Bruxelas exige mudança na Lei da Volkswagen
31 de março de 2004A queda-de-braço entre a União Européia e o governo alemão por causa da Lei da Volkswagen já dura alguns anos. Depois que um encontro de cúpula entre o chanceler federal alemão, Gerhard Schröder, e o presidente da Comissão Européia, Romano Prodi, no início de março, não trouxe resultados, Bruxelas resolveu jogar duro e deu um ultimato.
Berlim tem dois meses de prazo para mudar a lei, que entrou em vigor em 1960, quando a montadora foi privatizada e transformada em sociedade de ações. Do contrário, o atual procedimento interno de violação dos tratados da UE será levado perante a Corte Européia de Justiça.
As objeções da UE: direito de voto e controle
Para o comissário de Mercado Interno da UE, Frits Bolkestein, a lei impede o livre trânsito de capitais na União Européia.

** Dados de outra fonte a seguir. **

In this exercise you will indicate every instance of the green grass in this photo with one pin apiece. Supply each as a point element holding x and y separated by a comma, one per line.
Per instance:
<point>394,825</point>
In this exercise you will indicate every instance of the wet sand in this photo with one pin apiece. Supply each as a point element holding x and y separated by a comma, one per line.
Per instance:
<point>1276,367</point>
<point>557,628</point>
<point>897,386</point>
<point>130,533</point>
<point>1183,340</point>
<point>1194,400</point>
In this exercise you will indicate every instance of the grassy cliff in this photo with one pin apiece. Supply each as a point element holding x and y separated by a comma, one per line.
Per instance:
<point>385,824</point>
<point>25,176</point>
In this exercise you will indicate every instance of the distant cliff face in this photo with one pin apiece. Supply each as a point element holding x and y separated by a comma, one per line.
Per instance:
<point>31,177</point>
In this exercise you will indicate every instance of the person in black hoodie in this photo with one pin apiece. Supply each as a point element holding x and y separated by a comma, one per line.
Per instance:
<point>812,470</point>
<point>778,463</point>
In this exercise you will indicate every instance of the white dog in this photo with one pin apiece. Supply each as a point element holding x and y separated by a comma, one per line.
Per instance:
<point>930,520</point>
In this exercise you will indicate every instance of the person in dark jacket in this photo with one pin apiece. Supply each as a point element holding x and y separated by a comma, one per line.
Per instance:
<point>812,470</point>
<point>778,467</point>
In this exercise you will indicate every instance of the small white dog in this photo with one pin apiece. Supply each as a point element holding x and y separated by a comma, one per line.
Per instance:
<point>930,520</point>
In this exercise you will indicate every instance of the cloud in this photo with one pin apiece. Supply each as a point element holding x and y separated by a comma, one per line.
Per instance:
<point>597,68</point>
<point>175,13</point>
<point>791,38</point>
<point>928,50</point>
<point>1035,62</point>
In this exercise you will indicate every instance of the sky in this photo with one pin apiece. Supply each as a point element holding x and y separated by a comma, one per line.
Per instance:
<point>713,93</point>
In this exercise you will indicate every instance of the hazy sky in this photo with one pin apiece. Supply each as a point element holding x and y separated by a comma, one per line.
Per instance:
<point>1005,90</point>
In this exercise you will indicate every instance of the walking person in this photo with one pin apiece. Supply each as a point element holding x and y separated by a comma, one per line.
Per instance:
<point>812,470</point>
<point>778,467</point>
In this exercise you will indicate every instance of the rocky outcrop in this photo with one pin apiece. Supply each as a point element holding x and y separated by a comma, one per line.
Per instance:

Concretamente ele objeta que nenhum acionário possa deter mais de 20% dos direitos de voto na assembléia geral, mesmo que possua mais de 20% das ações.
Essa cláusula tiraria a motivação para acionistas estrangeiros investirem na montadora com sede em Wolfsburg, na Baixa Saxônia. O Estado da Baixa Saxônia é o maior acionista da Volkswagen, detendo 18,64% das ações e possui 18,2% dos direitos de voto.
Mas Bolkestein tampouco aceita que a União tenha um representante no conselho administrativo da empresa e a Baixa Saxônia, dois - atualmente o governador Christian Wulff e o secretário da Economia, Walter Hirche.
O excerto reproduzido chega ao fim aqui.